Your Opinion: Oppose photo ID

Dear Editor:

Our Constitution was carefully written to protect our right to vote. This country has a long, sordid history of trying to limit that right to privileged white men only. Black men have been quantified as only three-fifths of a human being, women have been beaten and jailed, poll taxes have been instituted, all to keep us from voting. Because the Missouri Supreme Court rightly ruled a previous attempt to require photo voter ID unconstitutional, the Legislature got the idea to change the Constitution, to undo the framers' intent that all citizens be treated fairly.

Two hundred and twenty thousand voters could be denied the vote if our voter registration card doesn't match our photo ID exactly. These are citizens already registered to vote. Among reasons a person might lack a suitable photo ID: they don't drive, their name changed when they married or divorced, they're elderly and their original birth certificate was destroyed in a courthouse or hospital fire or they were born at home.

Rural dwellers will have to find a licensed driver to take them to the county seat to get proper ID, after they get the birth certificate. Documents, travel, and missed work days cost. Many don't have credit cards, bank accounts or computer skills for ordering documents by mail. Indigence should not prevent voting.

Obviously, the photo ID requirement is intended to keep the elderly, the poor, people of color, and women from voting.

Plus, your state Legislature volunteered your tax dollars to pay the expense!

The whole scheme stinks of racism, ageism, ableism and misogyny. Please prove Missouri is better than that by voting in November against the Constitutional amendment that would require voter photo ID. A voter registration card is perfectly adequate.

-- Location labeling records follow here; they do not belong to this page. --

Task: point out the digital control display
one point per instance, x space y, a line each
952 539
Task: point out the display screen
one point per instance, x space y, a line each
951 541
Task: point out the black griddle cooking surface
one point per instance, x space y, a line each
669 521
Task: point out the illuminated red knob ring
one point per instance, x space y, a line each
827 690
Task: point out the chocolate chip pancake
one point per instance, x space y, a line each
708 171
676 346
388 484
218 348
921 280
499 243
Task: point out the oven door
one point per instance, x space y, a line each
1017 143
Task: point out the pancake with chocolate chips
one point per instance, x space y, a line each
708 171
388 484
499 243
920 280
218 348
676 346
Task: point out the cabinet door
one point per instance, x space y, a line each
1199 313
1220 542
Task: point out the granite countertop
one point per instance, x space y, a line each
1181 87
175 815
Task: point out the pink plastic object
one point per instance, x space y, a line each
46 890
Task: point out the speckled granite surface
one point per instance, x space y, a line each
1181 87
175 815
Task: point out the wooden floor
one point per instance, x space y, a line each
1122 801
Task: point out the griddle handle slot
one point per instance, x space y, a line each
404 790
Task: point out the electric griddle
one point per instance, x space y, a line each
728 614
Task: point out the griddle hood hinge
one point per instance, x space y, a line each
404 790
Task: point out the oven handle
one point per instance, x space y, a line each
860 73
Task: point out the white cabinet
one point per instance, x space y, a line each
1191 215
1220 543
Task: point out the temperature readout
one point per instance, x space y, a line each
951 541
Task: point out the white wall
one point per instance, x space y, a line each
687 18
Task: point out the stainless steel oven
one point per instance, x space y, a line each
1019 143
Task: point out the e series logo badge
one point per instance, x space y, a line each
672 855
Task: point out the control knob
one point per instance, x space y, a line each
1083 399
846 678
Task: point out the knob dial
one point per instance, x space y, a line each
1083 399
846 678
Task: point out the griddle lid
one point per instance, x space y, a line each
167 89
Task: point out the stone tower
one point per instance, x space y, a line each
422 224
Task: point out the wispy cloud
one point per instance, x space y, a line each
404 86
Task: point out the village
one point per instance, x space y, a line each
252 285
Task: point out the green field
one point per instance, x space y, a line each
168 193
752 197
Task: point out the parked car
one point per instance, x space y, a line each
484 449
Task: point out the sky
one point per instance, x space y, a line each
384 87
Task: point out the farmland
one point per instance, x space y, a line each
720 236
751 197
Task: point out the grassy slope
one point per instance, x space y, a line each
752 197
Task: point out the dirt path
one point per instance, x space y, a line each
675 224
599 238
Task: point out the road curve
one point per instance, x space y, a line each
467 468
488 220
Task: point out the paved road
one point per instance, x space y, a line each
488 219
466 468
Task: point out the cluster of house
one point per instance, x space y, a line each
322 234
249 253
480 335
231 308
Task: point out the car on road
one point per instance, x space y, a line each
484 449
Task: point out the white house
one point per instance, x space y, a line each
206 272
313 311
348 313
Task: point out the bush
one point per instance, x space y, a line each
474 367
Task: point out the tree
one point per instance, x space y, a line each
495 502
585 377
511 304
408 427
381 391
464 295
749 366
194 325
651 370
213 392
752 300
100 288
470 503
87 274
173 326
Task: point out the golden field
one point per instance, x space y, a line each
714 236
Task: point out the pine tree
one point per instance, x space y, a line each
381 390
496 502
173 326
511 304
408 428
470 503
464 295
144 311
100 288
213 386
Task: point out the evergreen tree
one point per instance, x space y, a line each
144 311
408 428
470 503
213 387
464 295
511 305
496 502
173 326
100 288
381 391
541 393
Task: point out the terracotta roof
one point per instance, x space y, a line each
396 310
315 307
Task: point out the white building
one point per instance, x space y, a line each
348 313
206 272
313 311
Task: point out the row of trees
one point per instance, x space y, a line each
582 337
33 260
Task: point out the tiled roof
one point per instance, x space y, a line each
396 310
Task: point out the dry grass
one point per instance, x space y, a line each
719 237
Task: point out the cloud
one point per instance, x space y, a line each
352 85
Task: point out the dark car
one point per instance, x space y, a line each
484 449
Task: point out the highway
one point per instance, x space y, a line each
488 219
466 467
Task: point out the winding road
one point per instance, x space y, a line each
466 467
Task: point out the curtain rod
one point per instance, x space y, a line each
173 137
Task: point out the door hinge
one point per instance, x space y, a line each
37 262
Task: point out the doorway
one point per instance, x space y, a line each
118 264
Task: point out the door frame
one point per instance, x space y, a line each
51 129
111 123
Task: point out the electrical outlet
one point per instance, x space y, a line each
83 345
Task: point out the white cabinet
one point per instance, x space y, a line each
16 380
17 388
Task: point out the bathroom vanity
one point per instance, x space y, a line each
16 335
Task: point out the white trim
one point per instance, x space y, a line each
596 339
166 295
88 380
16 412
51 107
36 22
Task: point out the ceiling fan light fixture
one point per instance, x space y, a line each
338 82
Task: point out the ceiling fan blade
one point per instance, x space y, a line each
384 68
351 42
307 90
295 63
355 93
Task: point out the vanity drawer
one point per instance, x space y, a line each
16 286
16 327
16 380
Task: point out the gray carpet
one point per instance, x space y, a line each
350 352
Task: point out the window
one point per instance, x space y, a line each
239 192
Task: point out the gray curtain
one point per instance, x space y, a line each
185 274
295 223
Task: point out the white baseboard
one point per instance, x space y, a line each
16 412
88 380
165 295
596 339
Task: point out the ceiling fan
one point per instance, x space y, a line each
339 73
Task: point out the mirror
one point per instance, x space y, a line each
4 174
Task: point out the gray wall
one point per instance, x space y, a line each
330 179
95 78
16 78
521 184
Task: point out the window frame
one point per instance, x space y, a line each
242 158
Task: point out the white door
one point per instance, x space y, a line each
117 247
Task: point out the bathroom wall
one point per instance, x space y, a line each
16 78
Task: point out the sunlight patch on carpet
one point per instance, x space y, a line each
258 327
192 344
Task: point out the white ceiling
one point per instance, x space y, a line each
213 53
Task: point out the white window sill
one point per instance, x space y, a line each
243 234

Stirring up fear about people trying to vote illegally despite a lack of evidence is meant to distract from the reality that legislators are beholden to big campaign donors instead of constituents. The Legislature had campaign finance reform on their agenda this year, but failed to limit campaign contributions, leaving citizens unable to compete with big donors.

The undue influence they buy is the reason Missouri's Legislature is recognized as the most corrupt in the nation. Their strategy for keeping this system in place is to pit voters against each other, fighting for crumbs, hoping we won't notice that the obscenely wealthy are walking away with the whole pie. We won't be fooled.